Walk the talk

Walk the talk

PRIME Minister Moeketsi Majoro and his Cabinet gave fresh oomph to an “old law” when they declared their personal assets to the Directorate on Corruption and Economic Offences (DCEO) this week.

The declaration was in line with a 2006 law, the Prevention of Corruption and Economic Offences Act, which requires all public servants to declare their assets before they assume office.

Over the past 14 years since the passing of that landmark law, successive governments have dilly-dallied as they could not muster the necessary political will to implement the law.

The result was that the new law, which was one of the most brilliant pieces of legislation enacted during Pakalitha Mosisili’s long tenure, simply gathered dust within the corridors of the government.

Majoro, who assumed office two months ago, has dusted off the law as he embarks on a crusade against corruption which was one of his key promises when he took over power in May.

Monday’s declaration of assets sends the right message to Basotho that Majoro’s coalition government is deeply committed to rooting out corruption at all levels of government.

That is critical because for a very long time, successive governments since the time of Mosisili have dismally failed to demonstrate that they were committed to fighting corruption in all its forms.

The perception among Basotho has been that the government only pays lip service to the fight against corruption while turning a blind eye to the most mind-boggling theft of national resources.

And when it fights corruption the efforts are half-hearted and measly as it goes after the small fish while leaving the big fish swimming in the pond.
We are not surprised that the majority of Basotho also still think our Ministers and MPs use their positions as vehicles for wealth accumulation.
The declaration of assets will go a long way in restoring the public’s confidence in their own government. It could also serve as a buffer or deterrent against rampant pilferage of state resources.

In that sense the new law was long overdue.
However, we know that a mere declaration of assets will only work up to a certain point. It would be a sheer naivety on our part to assume that a mere declaration of what ministers and other senior government officials own will act as a magic bullet in stopping the theft of national resources.

Lesotho still has to look at other avenues to halt the pilferage. Key among these is strengthening our institutions that fight corruption.
We must strengthen the investigative capacity of the DCEO. That also applies to the Financial Intelligence Unit and other key investigation departments within the Lesotho police.
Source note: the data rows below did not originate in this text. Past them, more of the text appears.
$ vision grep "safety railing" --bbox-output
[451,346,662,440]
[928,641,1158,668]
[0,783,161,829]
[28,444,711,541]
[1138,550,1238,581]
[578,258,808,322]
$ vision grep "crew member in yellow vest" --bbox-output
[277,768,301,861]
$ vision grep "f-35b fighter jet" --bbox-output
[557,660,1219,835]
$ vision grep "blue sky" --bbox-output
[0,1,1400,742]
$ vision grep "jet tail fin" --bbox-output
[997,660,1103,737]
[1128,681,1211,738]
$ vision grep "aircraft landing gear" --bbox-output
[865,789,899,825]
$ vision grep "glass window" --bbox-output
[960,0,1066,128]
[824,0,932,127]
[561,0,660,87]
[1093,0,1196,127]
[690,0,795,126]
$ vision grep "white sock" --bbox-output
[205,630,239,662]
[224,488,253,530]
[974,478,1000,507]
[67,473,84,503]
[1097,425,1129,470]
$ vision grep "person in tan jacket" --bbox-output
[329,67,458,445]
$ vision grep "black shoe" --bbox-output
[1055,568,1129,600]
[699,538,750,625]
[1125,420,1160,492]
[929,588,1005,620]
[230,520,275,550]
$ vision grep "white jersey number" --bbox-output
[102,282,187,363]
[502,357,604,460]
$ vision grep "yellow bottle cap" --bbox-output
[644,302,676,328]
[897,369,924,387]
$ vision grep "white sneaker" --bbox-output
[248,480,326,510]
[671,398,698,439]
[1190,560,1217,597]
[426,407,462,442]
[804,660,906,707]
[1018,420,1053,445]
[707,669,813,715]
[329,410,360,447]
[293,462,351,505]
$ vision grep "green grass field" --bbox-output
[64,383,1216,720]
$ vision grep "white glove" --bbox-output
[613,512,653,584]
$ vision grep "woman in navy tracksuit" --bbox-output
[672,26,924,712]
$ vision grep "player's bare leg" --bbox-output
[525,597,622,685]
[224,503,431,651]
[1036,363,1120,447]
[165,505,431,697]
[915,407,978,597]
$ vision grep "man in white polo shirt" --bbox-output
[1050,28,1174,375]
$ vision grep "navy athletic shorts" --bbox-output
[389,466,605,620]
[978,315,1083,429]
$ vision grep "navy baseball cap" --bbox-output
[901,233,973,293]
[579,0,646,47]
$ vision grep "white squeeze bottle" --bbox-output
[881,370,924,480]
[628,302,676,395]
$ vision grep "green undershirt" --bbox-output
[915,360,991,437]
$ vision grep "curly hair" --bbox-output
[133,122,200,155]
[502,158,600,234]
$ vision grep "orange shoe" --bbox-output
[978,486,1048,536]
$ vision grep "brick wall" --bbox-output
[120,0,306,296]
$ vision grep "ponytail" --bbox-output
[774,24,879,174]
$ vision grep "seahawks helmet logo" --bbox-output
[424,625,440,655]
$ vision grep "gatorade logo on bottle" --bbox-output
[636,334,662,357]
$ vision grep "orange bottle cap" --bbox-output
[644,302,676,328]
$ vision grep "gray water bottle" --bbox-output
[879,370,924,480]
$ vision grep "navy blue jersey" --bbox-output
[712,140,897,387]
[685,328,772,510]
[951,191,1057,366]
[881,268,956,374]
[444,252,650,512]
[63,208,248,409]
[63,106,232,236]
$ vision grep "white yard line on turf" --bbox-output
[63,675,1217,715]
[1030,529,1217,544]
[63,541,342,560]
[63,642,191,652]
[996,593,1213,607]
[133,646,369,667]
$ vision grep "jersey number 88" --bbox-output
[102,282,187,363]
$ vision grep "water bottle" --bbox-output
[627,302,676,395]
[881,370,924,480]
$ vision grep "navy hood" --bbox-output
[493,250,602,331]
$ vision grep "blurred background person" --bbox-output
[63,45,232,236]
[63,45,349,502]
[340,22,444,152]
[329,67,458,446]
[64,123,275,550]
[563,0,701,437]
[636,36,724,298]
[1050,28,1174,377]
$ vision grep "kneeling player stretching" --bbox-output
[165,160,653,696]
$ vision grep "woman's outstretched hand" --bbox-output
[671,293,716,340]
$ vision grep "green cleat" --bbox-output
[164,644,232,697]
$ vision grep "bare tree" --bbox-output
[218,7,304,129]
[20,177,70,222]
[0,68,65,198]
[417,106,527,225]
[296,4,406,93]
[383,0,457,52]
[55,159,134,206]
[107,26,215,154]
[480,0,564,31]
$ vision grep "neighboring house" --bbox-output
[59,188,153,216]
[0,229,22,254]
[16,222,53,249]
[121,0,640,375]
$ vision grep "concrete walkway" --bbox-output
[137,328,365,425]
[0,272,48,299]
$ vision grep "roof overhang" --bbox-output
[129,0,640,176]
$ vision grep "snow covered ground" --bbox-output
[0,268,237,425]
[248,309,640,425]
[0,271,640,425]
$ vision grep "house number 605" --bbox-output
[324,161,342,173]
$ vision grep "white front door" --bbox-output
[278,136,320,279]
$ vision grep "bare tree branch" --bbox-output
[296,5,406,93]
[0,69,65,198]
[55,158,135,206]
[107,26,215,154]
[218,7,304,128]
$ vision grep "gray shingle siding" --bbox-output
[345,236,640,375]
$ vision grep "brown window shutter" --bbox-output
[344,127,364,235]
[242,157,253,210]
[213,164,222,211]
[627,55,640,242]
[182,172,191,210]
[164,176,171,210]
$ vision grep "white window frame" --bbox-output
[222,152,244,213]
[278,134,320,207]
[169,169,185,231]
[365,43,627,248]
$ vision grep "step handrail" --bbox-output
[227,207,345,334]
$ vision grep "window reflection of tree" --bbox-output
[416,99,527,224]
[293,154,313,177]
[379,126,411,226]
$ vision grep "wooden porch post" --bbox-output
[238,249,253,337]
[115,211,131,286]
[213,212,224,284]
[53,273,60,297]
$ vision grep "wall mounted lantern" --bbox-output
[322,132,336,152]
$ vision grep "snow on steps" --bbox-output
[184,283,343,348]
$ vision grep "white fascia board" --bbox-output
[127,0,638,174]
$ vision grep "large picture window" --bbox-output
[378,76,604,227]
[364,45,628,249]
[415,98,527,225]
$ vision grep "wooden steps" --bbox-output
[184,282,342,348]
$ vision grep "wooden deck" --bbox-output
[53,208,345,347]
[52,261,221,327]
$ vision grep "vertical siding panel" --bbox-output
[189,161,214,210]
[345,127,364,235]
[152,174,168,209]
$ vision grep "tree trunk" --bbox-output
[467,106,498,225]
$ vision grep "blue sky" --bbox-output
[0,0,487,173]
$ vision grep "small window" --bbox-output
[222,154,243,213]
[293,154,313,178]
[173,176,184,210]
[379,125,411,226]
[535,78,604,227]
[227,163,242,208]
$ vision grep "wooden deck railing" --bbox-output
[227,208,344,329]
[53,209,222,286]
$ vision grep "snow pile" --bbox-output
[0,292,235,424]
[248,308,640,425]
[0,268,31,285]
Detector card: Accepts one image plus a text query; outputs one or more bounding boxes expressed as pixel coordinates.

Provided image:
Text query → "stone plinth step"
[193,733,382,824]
Our Commercial Court must also be empowered so that it functions at the right level. We need more judges to deal with commercial disputes which by their very nature involve serious cases of financial malfeasance.
While it is all well to sign declaration of assets in full public glare, it is what happens after that we are interested in.

The government must never think it was doing this exercise just so that it receives kudos from the public. This was no mere public relations exercise.

What the people want to see are real results on the ground in fighting corruption. They want to see a real crackdown on corruption.
Prime Minister Majoro and his government must therefore walk the talk.